By 1877, Berlinerblau had relocated to Boston for her residency at the New England Hospital for Women and Children. When she assumed her residency, she changed her name from Berlinerblau to Berlin and was published in several newspapers in the city. She was appointed to a visiting physician position in 1879. The institution was the only hospital that accepted female physicians in Boston. Berlinerblau was one of the four female surgeons in the hospital, which was administered by Dr. Marie Zakrzewska, who was also an immigrant from Berlin. This group of physicians, which included Elizabeth Keller and Mary Smith, also constituted the hospital's board of physicians, driving the institution's direction and growth for over twenty years.

By 1881, Berlinerblau had become a noted surgeon known for performing laparotomies. She also served as the New England Hospital's chief surgeon until 1894. She established a private practice after she resigned, finally retiring in 1916 due to failing eyesight.

As a woman, Berlinerblau was barred from joining the Massachusetts Medical Society. Due to this restriction, she founded the New England Women's Medical Society in 1878 together with nine other women surgeons.

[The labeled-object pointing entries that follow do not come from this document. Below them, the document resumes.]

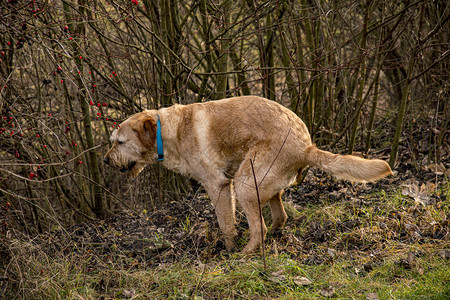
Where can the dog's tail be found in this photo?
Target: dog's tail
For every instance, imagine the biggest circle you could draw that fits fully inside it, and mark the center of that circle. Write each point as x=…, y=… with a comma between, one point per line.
x=347, y=167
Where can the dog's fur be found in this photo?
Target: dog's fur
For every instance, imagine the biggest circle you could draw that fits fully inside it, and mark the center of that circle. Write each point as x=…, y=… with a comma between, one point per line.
x=213, y=142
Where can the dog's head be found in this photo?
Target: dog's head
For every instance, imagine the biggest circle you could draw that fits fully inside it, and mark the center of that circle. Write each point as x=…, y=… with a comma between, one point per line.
x=133, y=144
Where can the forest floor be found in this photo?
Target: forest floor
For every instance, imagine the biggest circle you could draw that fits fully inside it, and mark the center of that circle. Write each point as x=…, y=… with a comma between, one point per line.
x=387, y=240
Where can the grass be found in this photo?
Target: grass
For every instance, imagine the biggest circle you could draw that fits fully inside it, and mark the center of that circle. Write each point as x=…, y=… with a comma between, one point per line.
x=375, y=258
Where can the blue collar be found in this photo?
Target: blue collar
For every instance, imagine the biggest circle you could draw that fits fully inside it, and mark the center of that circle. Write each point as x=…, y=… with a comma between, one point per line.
x=159, y=145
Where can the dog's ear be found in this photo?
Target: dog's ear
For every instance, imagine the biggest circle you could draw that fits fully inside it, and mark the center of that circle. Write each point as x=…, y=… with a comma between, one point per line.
x=145, y=126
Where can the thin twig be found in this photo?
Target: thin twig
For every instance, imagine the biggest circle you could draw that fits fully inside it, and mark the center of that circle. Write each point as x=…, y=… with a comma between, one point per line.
x=260, y=217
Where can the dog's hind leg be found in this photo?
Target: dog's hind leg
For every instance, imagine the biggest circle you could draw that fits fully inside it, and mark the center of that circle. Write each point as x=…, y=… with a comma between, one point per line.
x=224, y=206
x=279, y=216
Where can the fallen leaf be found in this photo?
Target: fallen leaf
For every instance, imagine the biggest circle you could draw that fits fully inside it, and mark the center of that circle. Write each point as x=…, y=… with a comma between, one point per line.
x=277, y=276
x=371, y=296
x=127, y=294
x=445, y=254
x=328, y=292
x=302, y=281
x=420, y=194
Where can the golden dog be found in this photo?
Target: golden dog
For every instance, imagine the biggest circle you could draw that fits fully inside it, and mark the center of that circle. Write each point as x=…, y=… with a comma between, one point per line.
x=213, y=142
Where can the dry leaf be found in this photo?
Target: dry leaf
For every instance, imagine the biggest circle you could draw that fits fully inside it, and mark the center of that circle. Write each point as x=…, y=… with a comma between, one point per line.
x=371, y=296
x=328, y=292
x=277, y=276
x=300, y=280
x=422, y=194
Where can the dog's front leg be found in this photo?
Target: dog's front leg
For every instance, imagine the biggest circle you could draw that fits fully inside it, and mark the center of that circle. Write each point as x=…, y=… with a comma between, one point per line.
x=224, y=205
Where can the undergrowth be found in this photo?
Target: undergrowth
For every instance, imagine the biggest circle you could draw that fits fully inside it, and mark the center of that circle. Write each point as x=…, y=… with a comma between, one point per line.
x=376, y=246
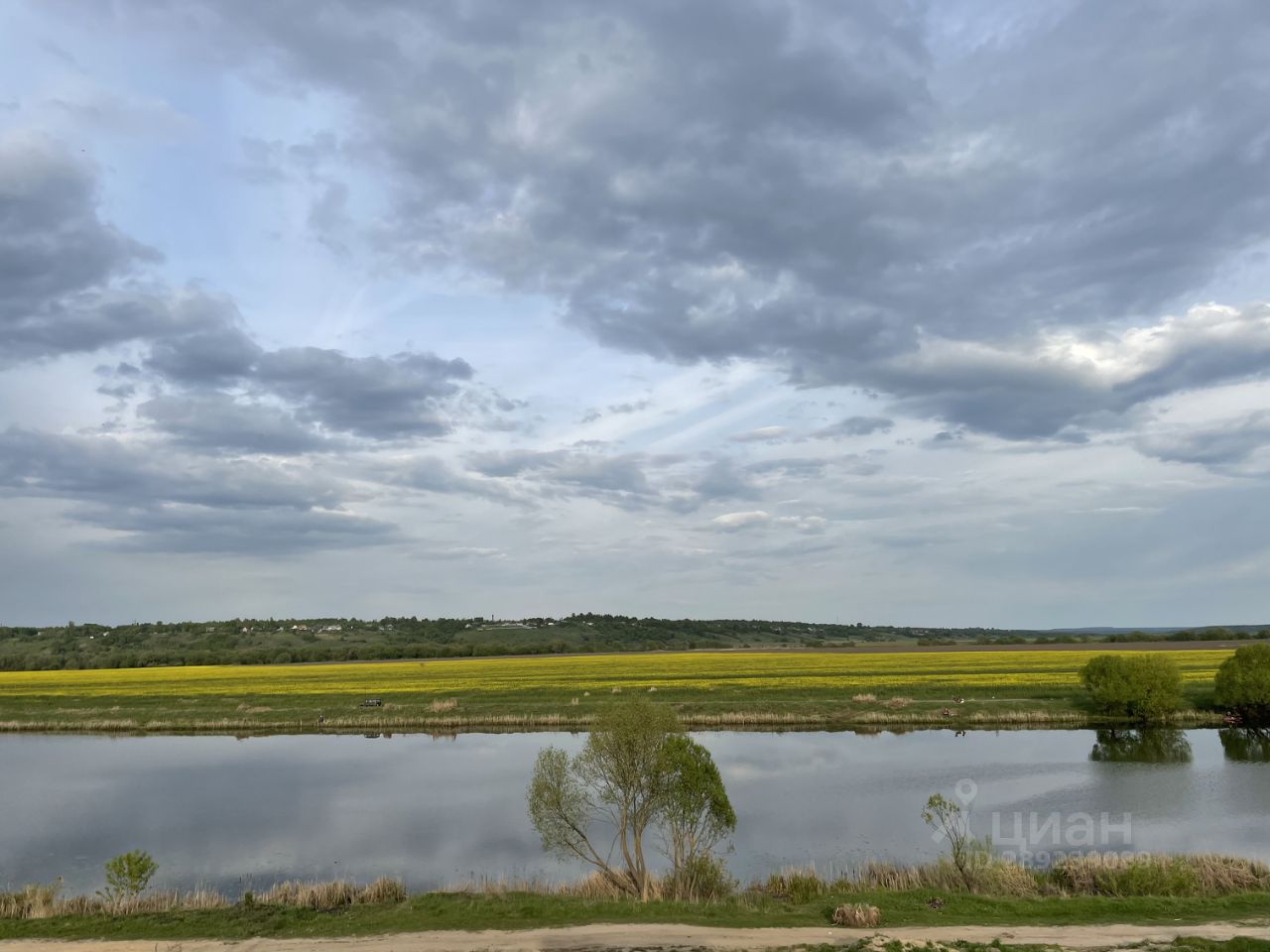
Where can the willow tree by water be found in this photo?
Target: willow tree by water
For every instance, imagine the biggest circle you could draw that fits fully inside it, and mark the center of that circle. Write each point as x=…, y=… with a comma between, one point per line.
x=635, y=774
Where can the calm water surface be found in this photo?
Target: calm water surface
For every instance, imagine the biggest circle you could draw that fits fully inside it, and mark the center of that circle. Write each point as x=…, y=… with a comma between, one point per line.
x=239, y=814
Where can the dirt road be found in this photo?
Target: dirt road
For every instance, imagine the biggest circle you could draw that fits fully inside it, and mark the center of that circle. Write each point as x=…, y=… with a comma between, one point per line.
x=671, y=937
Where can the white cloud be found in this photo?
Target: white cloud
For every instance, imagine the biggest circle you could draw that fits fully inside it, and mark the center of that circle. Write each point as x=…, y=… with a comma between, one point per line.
x=731, y=522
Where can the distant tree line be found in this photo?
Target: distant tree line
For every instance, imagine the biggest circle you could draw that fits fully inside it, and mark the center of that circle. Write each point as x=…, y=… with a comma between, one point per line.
x=308, y=640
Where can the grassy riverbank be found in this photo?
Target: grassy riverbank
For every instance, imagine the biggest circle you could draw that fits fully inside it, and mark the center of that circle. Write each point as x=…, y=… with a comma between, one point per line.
x=516, y=910
x=1143, y=890
x=806, y=688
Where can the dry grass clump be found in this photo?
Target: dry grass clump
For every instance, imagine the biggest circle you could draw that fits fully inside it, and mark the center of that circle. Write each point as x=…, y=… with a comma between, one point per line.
x=797, y=884
x=336, y=893
x=35, y=901
x=856, y=915
x=1205, y=875
x=42, y=901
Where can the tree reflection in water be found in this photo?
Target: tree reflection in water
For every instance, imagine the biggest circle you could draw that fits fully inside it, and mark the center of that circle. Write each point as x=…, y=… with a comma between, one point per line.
x=1250, y=746
x=1141, y=746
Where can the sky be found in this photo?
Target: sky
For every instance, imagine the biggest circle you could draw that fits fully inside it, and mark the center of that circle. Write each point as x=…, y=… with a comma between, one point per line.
x=887, y=311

Berlinerblau's published works included a paper in the American Journal of Obstetrics in which she described her surgical methods. This publication, entitled Three Cases of Complete Prolapsus Uteri Operated upon According to the Method of Léon Le Fort, detailed her successful surgical correction of uterine prolapse.

Berlinerblau died on September 4, 1921, at her home in Boston's Roxbury district.

== Publications ==

- Three Cases of Complete Prolapsus Uteri Operated upon According to the Method of Leon Le Fort (1878)
- A Case of Supposed Extra-Uterine Pregnancy Treated by Electricity (1884)
- A Case of Ante-Uterine Hematocele Laparatomy Recovery (1889)
- A Case of Tubal Pregnancy (1893)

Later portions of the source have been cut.